Authorities in Illinois charged him in 2011 with the Aug. 14, 1993, slaying of Tricia Pacaccio, an 18-year-old Glenview woman who was repeatedly stabbed outside her home.
Gargiulo had been investigated for years as a potential assailant in the attack on Pacaccio, who was stabbed 12 times outside her family’s home, authorities said. The victim’s father discovered her body.
Gargiulo — who has a 1997 felony conviction for burglary in Cook County, Illinois, — lived one block away from the high school graduate at the time of the slaying and was good friends with one of her two younger brothers, according to an arrest warrant filed in Cook County.

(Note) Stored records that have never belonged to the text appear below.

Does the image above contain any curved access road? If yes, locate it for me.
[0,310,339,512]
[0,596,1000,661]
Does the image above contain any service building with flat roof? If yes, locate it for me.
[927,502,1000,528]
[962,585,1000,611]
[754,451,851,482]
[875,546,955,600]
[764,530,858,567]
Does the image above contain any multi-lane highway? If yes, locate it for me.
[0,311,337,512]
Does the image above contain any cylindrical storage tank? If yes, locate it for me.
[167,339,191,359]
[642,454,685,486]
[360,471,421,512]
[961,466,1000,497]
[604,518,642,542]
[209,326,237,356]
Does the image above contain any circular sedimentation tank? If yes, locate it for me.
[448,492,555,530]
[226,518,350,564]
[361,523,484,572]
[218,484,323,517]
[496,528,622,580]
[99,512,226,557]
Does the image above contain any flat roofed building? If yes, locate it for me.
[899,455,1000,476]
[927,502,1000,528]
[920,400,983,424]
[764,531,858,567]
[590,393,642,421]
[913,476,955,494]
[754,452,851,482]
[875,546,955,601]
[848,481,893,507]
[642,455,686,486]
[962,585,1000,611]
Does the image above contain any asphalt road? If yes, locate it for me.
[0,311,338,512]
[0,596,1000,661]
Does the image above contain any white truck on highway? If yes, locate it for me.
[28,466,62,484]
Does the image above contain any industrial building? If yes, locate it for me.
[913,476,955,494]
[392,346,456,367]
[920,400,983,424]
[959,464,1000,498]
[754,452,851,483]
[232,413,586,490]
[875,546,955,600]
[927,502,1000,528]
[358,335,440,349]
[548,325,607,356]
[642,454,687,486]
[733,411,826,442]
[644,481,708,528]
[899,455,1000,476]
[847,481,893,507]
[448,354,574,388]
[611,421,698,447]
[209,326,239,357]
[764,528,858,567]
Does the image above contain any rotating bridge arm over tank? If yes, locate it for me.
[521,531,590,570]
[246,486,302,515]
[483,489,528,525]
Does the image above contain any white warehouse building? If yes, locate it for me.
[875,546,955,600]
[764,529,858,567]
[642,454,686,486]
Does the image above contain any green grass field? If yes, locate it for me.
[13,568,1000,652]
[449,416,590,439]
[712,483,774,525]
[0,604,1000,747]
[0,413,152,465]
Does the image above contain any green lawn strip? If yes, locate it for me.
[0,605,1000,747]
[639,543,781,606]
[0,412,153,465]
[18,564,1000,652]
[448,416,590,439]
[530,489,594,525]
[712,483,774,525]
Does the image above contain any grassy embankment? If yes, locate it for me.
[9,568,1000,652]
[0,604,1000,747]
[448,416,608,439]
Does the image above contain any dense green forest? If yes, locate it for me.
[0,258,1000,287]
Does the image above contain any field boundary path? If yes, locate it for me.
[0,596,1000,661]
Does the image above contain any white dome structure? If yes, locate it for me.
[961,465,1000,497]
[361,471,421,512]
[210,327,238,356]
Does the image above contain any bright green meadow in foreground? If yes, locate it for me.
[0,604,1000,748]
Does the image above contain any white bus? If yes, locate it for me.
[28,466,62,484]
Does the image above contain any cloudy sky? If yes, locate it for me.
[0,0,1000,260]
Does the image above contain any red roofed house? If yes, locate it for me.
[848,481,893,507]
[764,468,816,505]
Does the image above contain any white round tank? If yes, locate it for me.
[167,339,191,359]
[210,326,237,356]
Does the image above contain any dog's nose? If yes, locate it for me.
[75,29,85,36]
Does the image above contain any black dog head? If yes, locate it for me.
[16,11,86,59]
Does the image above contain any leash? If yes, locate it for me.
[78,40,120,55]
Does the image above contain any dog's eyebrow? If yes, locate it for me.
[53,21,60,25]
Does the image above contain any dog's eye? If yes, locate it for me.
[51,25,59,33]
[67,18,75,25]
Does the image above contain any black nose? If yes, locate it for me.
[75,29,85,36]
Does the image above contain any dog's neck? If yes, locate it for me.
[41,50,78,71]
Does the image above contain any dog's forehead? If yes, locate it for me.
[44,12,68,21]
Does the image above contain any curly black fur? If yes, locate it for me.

Investigators determined in 2003 that a small amount of Gargiulo’s DNA was on Pacaccio’s fingernails, but could not determine if the DNA had come from casual contact from being in her home and around her, according to a statement released by the Cook County Sheriff’s Office.
Following the airing of a CBS “48 Hours Mystery” show on Gargiulo, two people who had worked with him in the late 1990s at a Los Angeles-area bar reported to authorities that he had “stabbed up the girl” and “left the bitch on the step for dead,” according to prosecutors in Cook County, Illinois.
“We have never given up on Tricia Pacaccio or her family and their search for justice in this case,” Anita Alvarez, Cook County State’s Attorney, said in a statement released shortly after Gargiulo was charged in Illinois. “It has been a very difficult and challenging investigation, but we are extremely pleased to be finally bringing this charge and hopefully providing some measure of closure to a family that has been devastated by a violent crime that no one should have to endure.”